Battling Corruption in America's Public Schools
Lydia G. Segal; James B. Jacobs, fwd.


Northeastern University Press
University Press of New England

2003 • 256 pp. 6 x 9"
Education / Law & Society / Criminal Justice


$34.00 Cloth, 978-1-55553-584-1





Exposes decades of rampant fraud, waste, and abuse in America's largest public school districts, analyzes how the widespread corruption has crippled schools and impeded learning, and offers a bold blueprint for reform.

Introducing a brand new perspective on why our public schools are failing and what to do about it, Lydia Segal reveals how systemic waste and corruption cripple education and offers a feasible prescription for how to tackle their root causes and reclaim our schools.

This eye-opening book exposes how embedded waste and fraud deplete classroom resources, block initiative, and distort educational priorities and explains how to remedy the problem. Drawing on extensive interviews and investigative research in America's three largest districts, New York City, Los Angeles, and Chicago, Segal argues that the problem is not usually bad people, but a bad system that focuses on process at the expense of results. She shows how regulations that were established to curb waste and fraud provide perverse incentives. Districts following rules designed to save every penny spend thousands of dollars to hunt down checks for amounts as small as $25. To fix leaky toilets, caring principals may have to pay workers under the table because submitting a work order through the central office, with its many fraud checks, could take years. Meanwhile, those who pilfer from classrooms may get away because the pyramidal structure of large districts makes schools inherently difficult to oversee.

Drawing on initiatives in successful districts, Segal offers pragmatic solutions and a detailed blueprint for reform. She calls for radically restructuring districts, empowering principals, and establishing new, less stifling forms of accountability that put a premium on performance.
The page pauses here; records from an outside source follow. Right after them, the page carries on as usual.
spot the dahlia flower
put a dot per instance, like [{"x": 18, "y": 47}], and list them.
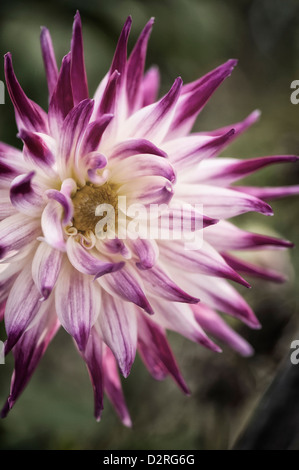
[{"x": 115, "y": 290}]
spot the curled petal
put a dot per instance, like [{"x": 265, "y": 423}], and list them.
[
  {"x": 28, "y": 114},
  {"x": 49, "y": 59},
  {"x": 125, "y": 285},
  {"x": 22, "y": 306},
  {"x": 159, "y": 283},
  {"x": 28, "y": 352},
  {"x": 135, "y": 68},
  {"x": 78, "y": 72},
  {"x": 221, "y": 203},
  {"x": 113, "y": 387}
]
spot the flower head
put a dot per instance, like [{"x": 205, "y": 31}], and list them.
[{"x": 114, "y": 220}]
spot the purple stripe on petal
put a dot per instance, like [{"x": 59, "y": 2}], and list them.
[
  {"x": 153, "y": 121},
  {"x": 22, "y": 306},
  {"x": 155, "y": 352},
  {"x": 26, "y": 196},
  {"x": 62, "y": 99},
  {"x": 88, "y": 262},
  {"x": 205, "y": 260},
  {"x": 120, "y": 56},
  {"x": 180, "y": 319},
  {"x": 29, "y": 115},
  {"x": 125, "y": 285},
  {"x": 195, "y": 97},
  {"x": 228, "y": 170},
  {"x": 108, "y": 100},
  {"x": 78, "y": 72},
  {"x": 150, "y": 86},
  {"x": 211, "y": 322},
  {"x": 229, "y": 237},
  {"x": 49, "y": 60},
  {"x": 220, "y": 202},
  {"x": 113, "y": 387},
  {"x": 253, "y": 270},
  {"x": 269, "y": 193},
  {"x": 94, "y": 133},
  {"x": 16, "y": 232},
  {"x": 72, "y": 130},
  {"x": 142, "y": 166},
  {"x": 135, "y": 68},
  {"x": 28, "y": 352},
  {"x": 51, "y": 222},
  {"x": 134, "y": 147},
  {"x": 93, "y": 356},
  {"x": 117, "y": 321},
  {"x": 159, "y": 283},
  {"x": 45, "y": 268},
  {"x": 77, "y": 301},
  {"x": 147, "y": 251}
]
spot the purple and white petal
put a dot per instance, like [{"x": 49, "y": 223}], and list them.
[
  {"x": 46, "y": 266},
  {"x": 118, "y": 326},
  {"x": 113, "y": 387}
]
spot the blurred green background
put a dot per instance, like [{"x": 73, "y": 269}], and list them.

As reformers grapple with the dismal state of education in America, this timely work offers a bold, far-reaching plan for improving public schools.
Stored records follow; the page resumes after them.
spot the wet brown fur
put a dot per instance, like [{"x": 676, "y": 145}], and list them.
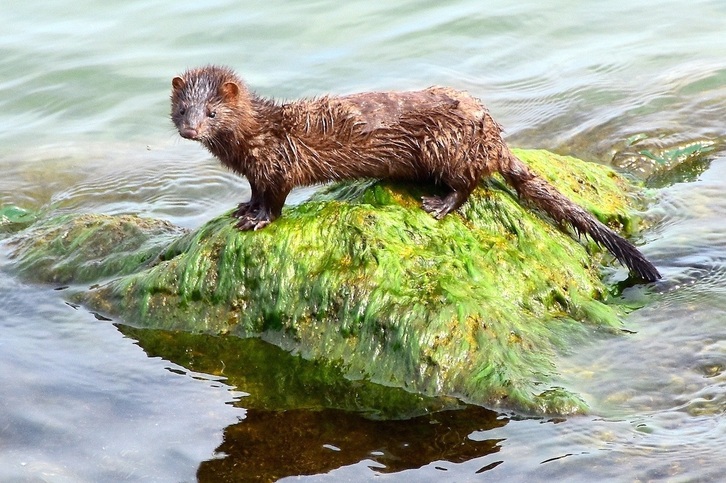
[{"x": 437, "y": 135}]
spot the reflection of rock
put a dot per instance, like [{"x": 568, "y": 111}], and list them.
[
  {"x": 472, "y": 306},
  {"x": 260, "y": 447},
  {"x": 277, "y": 380}
]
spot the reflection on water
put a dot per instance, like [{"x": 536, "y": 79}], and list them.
[
  {"x": 84, "y": 128},
  {"x": 314, "y": 442}
]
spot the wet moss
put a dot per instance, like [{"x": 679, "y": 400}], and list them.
[{"x": 475, "y": 306}]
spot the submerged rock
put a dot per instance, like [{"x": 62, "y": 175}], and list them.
[{"x": 475, "y": 306}]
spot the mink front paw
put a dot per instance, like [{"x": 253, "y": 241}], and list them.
[
  {"x": 435, "y": 205},
  {"x": 252, "y": 223},
  {"x": 242, "y": 209},
  {"x": 253, "y": 219}
]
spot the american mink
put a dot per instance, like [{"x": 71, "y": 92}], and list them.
[{"x": 437, "y": 135}]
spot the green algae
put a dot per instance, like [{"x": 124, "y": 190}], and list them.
[
  {"x": 88, "y": 248},
  {"x": 475, "y": 306}
]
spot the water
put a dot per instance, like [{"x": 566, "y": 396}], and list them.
[{"x": 84, "y": 127}]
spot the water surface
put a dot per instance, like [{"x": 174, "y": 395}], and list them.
[{"x": 84, "y": 127}]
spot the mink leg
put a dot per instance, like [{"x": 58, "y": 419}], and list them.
[
  {"x": 260, "y": 211},
  {"x": 255, "y": 218},
  {"x": 441, "y": 206}
]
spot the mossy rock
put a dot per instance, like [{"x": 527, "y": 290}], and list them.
[{"x": 474, "y": 306}]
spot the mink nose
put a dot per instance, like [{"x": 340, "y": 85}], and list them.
[{"x": 188, "y": 133}]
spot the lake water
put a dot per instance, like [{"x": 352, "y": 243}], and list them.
[{"x": 84, "y": 127}]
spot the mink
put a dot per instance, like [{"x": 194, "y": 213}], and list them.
[{"x": 438, "y": 135}]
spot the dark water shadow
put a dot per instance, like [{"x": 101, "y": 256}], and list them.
[
  {"x": 269, "y": 445},
  {"x": 305, "y": 418}
]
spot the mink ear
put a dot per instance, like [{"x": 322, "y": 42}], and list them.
[
  {"x": 229, "y": 91},
  {"x": 177, "y": 83}
]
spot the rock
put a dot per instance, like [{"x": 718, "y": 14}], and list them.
[{"x": 475, "y": 306}]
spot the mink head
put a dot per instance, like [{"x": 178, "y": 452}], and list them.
[{"x": 207, "y": 102}]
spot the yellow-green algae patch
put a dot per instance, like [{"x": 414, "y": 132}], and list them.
[{"x": 475, "y": 306}]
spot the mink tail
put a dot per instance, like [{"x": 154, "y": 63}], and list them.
[{"x": 543, "y": 195}]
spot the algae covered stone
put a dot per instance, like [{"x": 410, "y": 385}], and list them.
[{"x": 474, "y": 306}]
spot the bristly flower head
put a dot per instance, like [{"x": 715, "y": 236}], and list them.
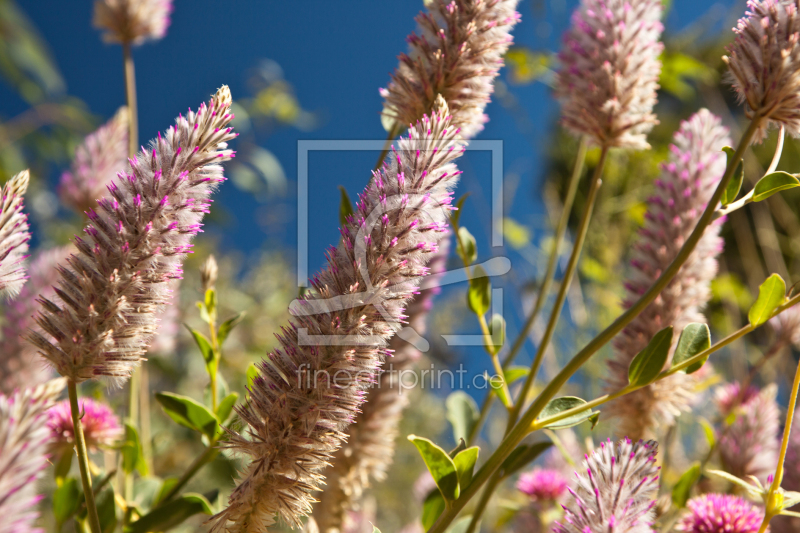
[
  {"x": 749, "y": 446},
  {"x": 97, "y": 161},
  {"x": 20, "y": 365},
  {"x": 542, "y": 484},
  {"x": 14, "y": 235},
  {"x": 721, "y": 513},
  {"x": 457, "y": 54},
  {"x": 764, "y": 61},
  {"x": 609, "y": 74},
  {"x": 132, "y": 21},
  {"x": 309, "y": 391},
  {"x": 617, "y": 492},
  {"x": 687, "y": 182},
  {"x": 101, "y": 426},
  {"x": 112, "y": 290},
  {"x": 24, "y": 443}
]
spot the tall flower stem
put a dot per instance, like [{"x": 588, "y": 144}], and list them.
[
  {"x": 83, "y": 458},
  {"x": 524, "y": 426},
  {"x": 547, "y": 281},
  {"x": 572, "y": 265}
]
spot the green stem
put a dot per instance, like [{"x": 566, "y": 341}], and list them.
[
  {"x": 555, "y": 313},
  {"x": 83, "y": 458},
  {"x": 522, "y": 428}
]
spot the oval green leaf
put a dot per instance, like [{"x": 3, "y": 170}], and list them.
[
  {"x": 774, "y": 183},
  {"x": 771, "y": 294},
  {"x": 648, "y": 363}
]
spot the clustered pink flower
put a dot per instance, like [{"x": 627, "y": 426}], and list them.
[
  {"x": 617, "y": 492},
  {"x": 764, "y": 61},
  {"x": 721, "y": 513},
  {"x": 97, "y": 161},
  {"x": 457, "y": 54},
  {"x": 132, "y": 21},
  {"x": 14, "y": 234},
  {"x": 610, "y": 67},
  {"x": 24, "y": 443},
  {"x": 101, "y": 426},
  {"x": 111, "y": 292},
  {"x": 298, "y": 412},
  {"x": 542, "y": 484},
  {"x": 687, "y": 182}
]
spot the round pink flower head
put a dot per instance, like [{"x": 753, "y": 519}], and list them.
[
  {"x": 101, "y": 426},
  {"x": 721, "y": 513},
  {"x": 542, "y": 484},
  {"x": 609, "y": 75},
  {"x": 132, "y": 21},
  {"x": 764, "y": 61}
]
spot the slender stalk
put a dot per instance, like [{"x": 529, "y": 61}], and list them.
[
  {"x": 83, "y": 458},
  {"x": 522, "y": 428},
  {"x": 555, "y": 313}
]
Lydia G. Segal, Associate Professor of Criminal Law and Public Administration at John Jay College of Criminal Justice, City University of New York, served as special counsel to the Special Commissioner of Investigation for the New York City School District. She collaborated with William G. Ouchi on his recent book, Making Schools Work: A Revolutionary Plan to Get Your Children the Education They Need, and has published extensively in academic journals. She lives in New York City. James B. Jacobs is Warren E. Burger Professor of Law and Director of the Center for Research in Crime and Justice at the New York University School of Law.